DERNIER AMOUR
La ficheRéalisé par Benoit Jacquot Avec Vincent Lindon, Stacy Martin…
France – Drame – Sortie : 20 mars 2019 – Durée : 98 min
Synopsis : Au XVIIIe siècle, Casanova, connu pour son goût du plaisir et du jeu, arrive à Londres après avoir dû s’exiler. Dans cette ville dont il ignore tout, il rencontre à plusieurs reprises une jeune courtisane, la Charpillon, qui l’attire au point d’en oublier les autres femmes. Casanova est prêt à tout pour arriver à ses fins mais La Charpillon se dérobe toujours sous les prétextes les plus divers. Elle lui lance un défi, elle veut qu’il l’aime autant qu’il la désire.
La critique du film
Pas moins de huit films ont pris pour personnage principal le fameux Giacomo Casanova, nom de famille devenu nom commun, caractérisant un bourreau des cœurs, le séducteur ultime, allant de femme en femme sans jamais s’attarder trop longtemps avec la même. De Riccardo Freda en 1948 jusqu’à Dernier amour de Benoît Jacquot en 2019, beaucoup de cinéastes furent hantés par cette figure légendaire, notamment un certain Federico Fellini en 1976 sous les traits de Donald Sutherland. C’est ici Vincent Lindon qui incarne l’aventurier vénitien, dans ce qu’on pourrait appeler ses derniers jours.
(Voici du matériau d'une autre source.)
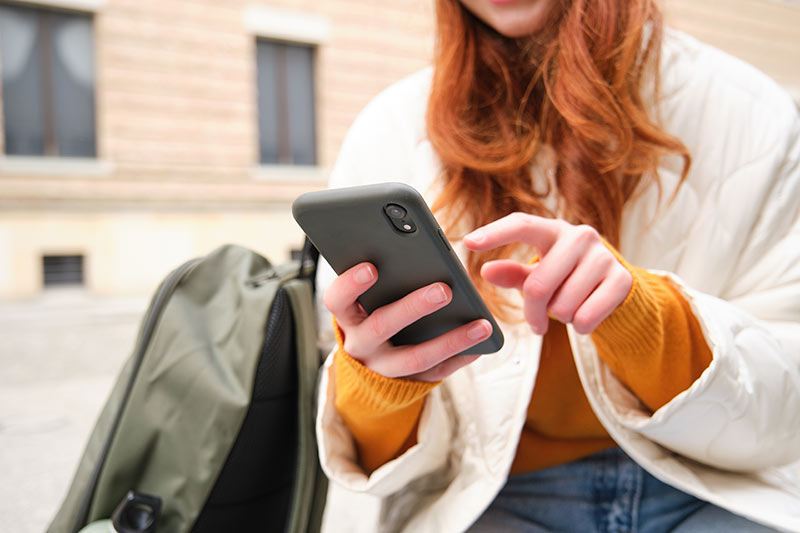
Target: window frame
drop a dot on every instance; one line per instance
(291, 27)
(44, 164)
En effet, un Casanova très âgé narre ses histoires romanesques à une toute jeune femme, leg de ses illustres jours où sa vie fut consacrée au jeu, la musique, l’écriture et bien d’autres passions. Récit en flash-back, c’est son passage à Londres qui est mis en lumière, car en effet c’est cet amour contrarié, évoqué par le vieil homme, qui intéresse plus particulièrement sa jeune invitée. Le projet est intéressant, il est question de montrer les faiblesses et les failles de l’homme, et non pas ses aspects triomphants et phallocrates comme on aurait pu le penser. Benoît Jacquot désamorce tout de suite cela après avoir présenté Casanova au lit avec deux femmes. Dès lors il tombera sous le charme de la Charpillon, jouée par Stacy Martin (Nymphomaniac, Amanda), qui n’aura de cesse que de faire souffrir l’illustre séducteur.
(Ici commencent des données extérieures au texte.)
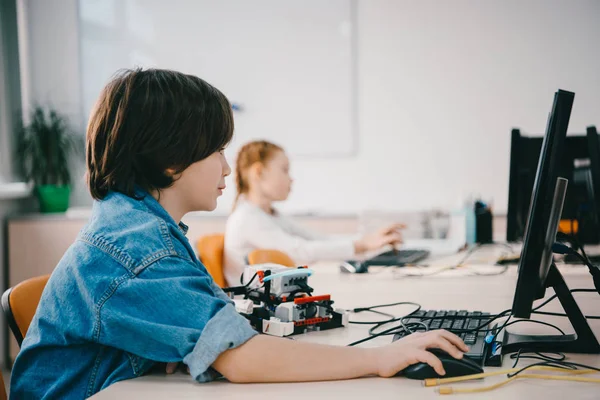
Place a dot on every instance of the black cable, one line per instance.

« La déception du rendez-vous manqué »
Cette lecture du film le rend séduisant, on ne glorifie pas la figure du conquérant aventurier, mais au contraire on prend plaisir à montrer ce qu’il considère lui-même comme son seul échec. Elle est la seule avec laquelle il ne fut jamais ami. Car la Charpillon semble se délecter de jouer avec sa proie, à le faire tourner en rond à coups de mensonges, de rendez-vous manqués et de manipulations diverses pour soutirer de l’argent à celui qui est alors perçu comme un homme riche et puissant.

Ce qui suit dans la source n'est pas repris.